A 3D physics-based lunar spacecraft descent simulation using OpenGL with real rotational dynamics and an autopilot that controls vertical descent using the main engine thruster and stabilises pitch, roll and yaw angles using side thrusters with closed-loop PD torque control. The simulation loop uses fixed-step physics.
The 3D lunar lander simulation attempts to mimic a real spacecraft control system such as that used with the Apollo Lunar Module descent engines, which actively modulated pitch/roll/yaw angles using RCS (Reaction Control System) thrusters.
Some images of the 3D lunar lander simulation are shown below.
The purpose of the simulator is to model the descent of the Apollo style lunar lander under realistic moon gravity taking mass and pitch, roll and yaw angles into account.
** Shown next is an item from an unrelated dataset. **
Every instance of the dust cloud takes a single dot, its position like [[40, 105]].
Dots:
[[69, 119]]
It was the Apollo Guidance Computer (autopilot) that landed men on the moon. Consequently, the focus of the work has been the development of the autopilot. The autopilot performs a smooth descent.
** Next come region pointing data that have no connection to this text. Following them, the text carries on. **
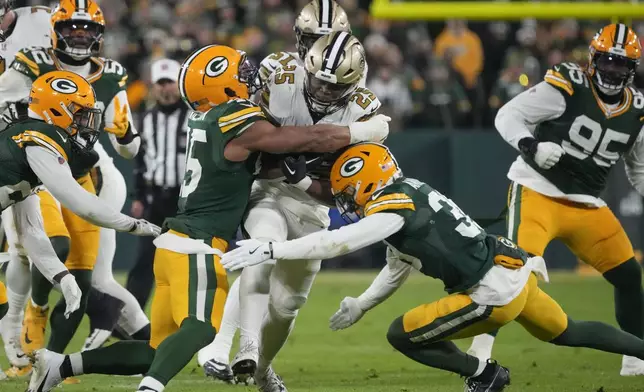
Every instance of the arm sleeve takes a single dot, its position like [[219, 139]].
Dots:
[[392, 276], [120, 126], [41, 253], [634, 164], [328, 244], [58, 180], [14, 87], [518, 118]]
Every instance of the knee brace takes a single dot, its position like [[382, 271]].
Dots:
[[626, 276]]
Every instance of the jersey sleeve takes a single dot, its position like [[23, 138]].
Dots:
[[559, 77], [30, 61], [392, 199], [51, 139], [238, 116]]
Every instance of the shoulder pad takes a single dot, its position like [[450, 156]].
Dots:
[[392, 198], [566, 77], [364, 103], [33, 62]]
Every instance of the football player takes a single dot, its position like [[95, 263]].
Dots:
[[317, 18], [570, 130], [227, 132], [490, 280], [18, 27], [61, 126], [77, 36], [324, 90]]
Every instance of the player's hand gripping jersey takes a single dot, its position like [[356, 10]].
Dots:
[[567, 111]]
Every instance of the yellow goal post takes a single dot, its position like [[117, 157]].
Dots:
[[490, 10]]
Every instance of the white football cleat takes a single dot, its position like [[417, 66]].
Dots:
[[10, 328], [632, 366], [244, 364], [269, 381], [46, 375], [481, 347]]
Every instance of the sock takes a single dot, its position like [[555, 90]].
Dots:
[[150, 384], [275, 330], [219, 349], [441, 355], [629, 297], [176, 351], [62, 329], [142, 334], [600, 336]]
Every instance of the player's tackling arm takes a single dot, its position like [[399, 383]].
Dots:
[[58, 180]]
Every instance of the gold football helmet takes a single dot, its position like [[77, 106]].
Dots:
[[318, 18], [360, 171], [614, 55], [215, 74], [77, 28], [68, 101], [335, 65]]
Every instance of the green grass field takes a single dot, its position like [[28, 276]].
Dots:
[[360, 359]]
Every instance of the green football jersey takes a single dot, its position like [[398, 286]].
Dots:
[[16, 177], [447, 244], [108, 78], [215, 191], [593, 135]]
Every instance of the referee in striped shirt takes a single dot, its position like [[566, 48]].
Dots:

The simulator has been written in C and OpenGL and can be compiled and run on Linux. The simulator graphics are basic. The lunar module is drawn using cubes for the ascent and descent body modules and lines for the legs. The moon surface is drawn using a rectangular height field.
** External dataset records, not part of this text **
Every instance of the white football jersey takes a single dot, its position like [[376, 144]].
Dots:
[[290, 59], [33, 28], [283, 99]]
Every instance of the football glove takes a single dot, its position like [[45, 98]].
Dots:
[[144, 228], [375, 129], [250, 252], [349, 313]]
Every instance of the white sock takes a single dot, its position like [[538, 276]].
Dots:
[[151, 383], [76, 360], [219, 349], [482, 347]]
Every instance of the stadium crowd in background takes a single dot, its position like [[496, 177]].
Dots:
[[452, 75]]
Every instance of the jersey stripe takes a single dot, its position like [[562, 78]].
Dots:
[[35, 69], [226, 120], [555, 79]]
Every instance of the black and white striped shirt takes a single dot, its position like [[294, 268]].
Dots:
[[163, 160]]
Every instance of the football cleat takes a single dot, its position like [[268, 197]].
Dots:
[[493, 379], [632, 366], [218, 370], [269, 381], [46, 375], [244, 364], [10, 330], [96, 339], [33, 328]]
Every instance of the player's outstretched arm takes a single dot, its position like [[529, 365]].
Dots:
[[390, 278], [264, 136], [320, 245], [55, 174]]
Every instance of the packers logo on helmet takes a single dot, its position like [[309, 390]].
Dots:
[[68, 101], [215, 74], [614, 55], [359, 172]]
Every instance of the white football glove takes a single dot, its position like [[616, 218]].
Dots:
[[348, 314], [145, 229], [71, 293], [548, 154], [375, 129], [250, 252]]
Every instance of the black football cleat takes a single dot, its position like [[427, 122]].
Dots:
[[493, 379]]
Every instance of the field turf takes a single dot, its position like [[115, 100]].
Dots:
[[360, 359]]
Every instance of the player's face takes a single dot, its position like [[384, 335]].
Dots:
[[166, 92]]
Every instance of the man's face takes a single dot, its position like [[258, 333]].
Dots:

I had originally planned to create the 3D lunar lander simulation using OpenGL and SDL3. SDL3 would manage input, windowing, and timing, while OpenGL handles 3D rendering and camera projection. However, this did not work out and so I have completely rewritten the simulator using standard C and OpenGL.
- Physics-accurate rotational dynamics
- Autopilot with smooth descent
- Integrated autopilot telemetry logging (telemetry.csv)
The simulator has been inspired by the lunar landing Apollo missions. Between 1969 and 1972 six NASA Apollo missions (Apollo 11,12,14,15,16 and 17) took astronauts to the moon using the Apollo Lunar Excursion Module or LEM. Each LEM was able to take two of the three man Apollo crew to the moon so that overall 12 men were taken to the surface of the moon. When close to the moon the Apollo spacecraft established an elliptical parking orbit around the moon. The LEM was then uncoupled from the Command & Service Module which remained in moon orbit. The LEM then slowed and moved into an orbit that took it to about 8 miles (13 km) from the moon's surface and then initiated a PDI (Powered Descent Initiation) sequence to descent and land on the moon surface.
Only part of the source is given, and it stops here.